Tiba-tiba kamu merasuk ke dalam
pekatnya sunyi sehingga kesenyapan berwarna ungu. Kamu menjelma seperti batu ;
kaku dan kesepian. Namun aku tahu kamu sedang berpikir seakan sedang melukis Kota Terlarang sendirian, tanpa
kaisar. Seperti Yehonala melukis rumpun bambu dan pohon premnya dengan
angan-angan seorang perempuan berpikiran cerdas berpadu dengan lelaki berhati
baja. Bukan dengan angan orang lain. Aku tahu,
kamu ingin mencapai bintang tertinggi agar dapat bebas memilih antara hitam dan putih sebab
katamu sampai kapanpun Kampung Misteri tidak akan merelakanmu mengakuinya
sebagai tanah kelahiran. Waktu itu aku belum mengerti tentang ucapanmu juga
ketika orang-orang membedakanmu dan mengolokku ketika bermain denganmu.
“Sebab
aku seorang keturunan, kecuali aku dapat naik ke langit dengan pengetahuan dan
kecerdasan, lalu menjadi ratu di atas sana.”
Saat
itu usiamu baru sembilan tahun, dan kita
masih harus sekolah! Aku masih belum mengerti mengapa kamu disebut seorang
keturunan.
Ah, Neina, amplop warna pelangi ini
masih tergantung di pintu kamarku dengan paku payung yang telah karatan.
“Aku harus bisa menjadi ratu di
langit!” Usiamu baru sembilan tahun!
“Bila terjadi apa-apa sampaikan pada
angin, aku terjaga di sana,”
ujarku tidak hendak menilaimu lemah karena aku tahu kamu adalah perempuan
perkasa.
***
Wajah senja sudah tidak lagi utuh,
sesekali berkelebat di antara goyangan daun-daun angsana yang menjaga tepi
jalan aspal depan kampus pertanian.
Sudah tidak ada lagi pembicaraan tentangmu apalagi denganku. Barangkali aku
adalah lelaki yang tidak tahu diri dan goblok. Karena masih saja terjebak
romantisme masa kecil. Barangkali bagimu sudah hangus terbakar masa kini,
terbakar lelaki berkulit pohon pinus, cemburukah aku?
***
Koran
sore baru sempat aku baca malam hari, terlalu lama mengingatmu barangkali.

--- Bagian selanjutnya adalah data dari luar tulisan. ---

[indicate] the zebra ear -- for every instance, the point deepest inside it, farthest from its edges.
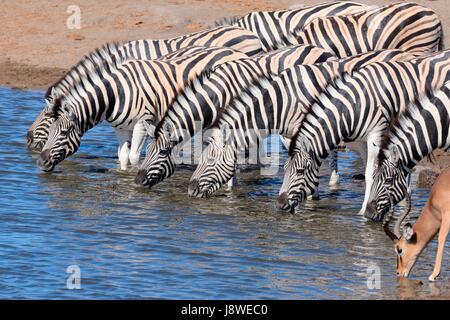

Halaman pertama kolom tiga ;
“Negeri Entahlah telah hilang
ditelan kerusuhan tadi pagi, seorang perempuan bermata separuh biji kelereng
yang sempat selamat dari kepungan perusuh akhirnya meninggal di rumah sakit.
Sepucuk surat
dengan sampul pelangi ditemukan polisi di dalam saku bajunya. Di sampul itu
tertulis sebuah nama dan alamat : Parang
(Lelaki Berkulit Pinus), Kampung Misteri (Kota Terlarang kita). Perempuan
berkulit sejernih apel Malang yang juga pernah tinggal bersama keluarganya di
Kampung Misteri itu diketahui bernama Neina Sin Wijaya.”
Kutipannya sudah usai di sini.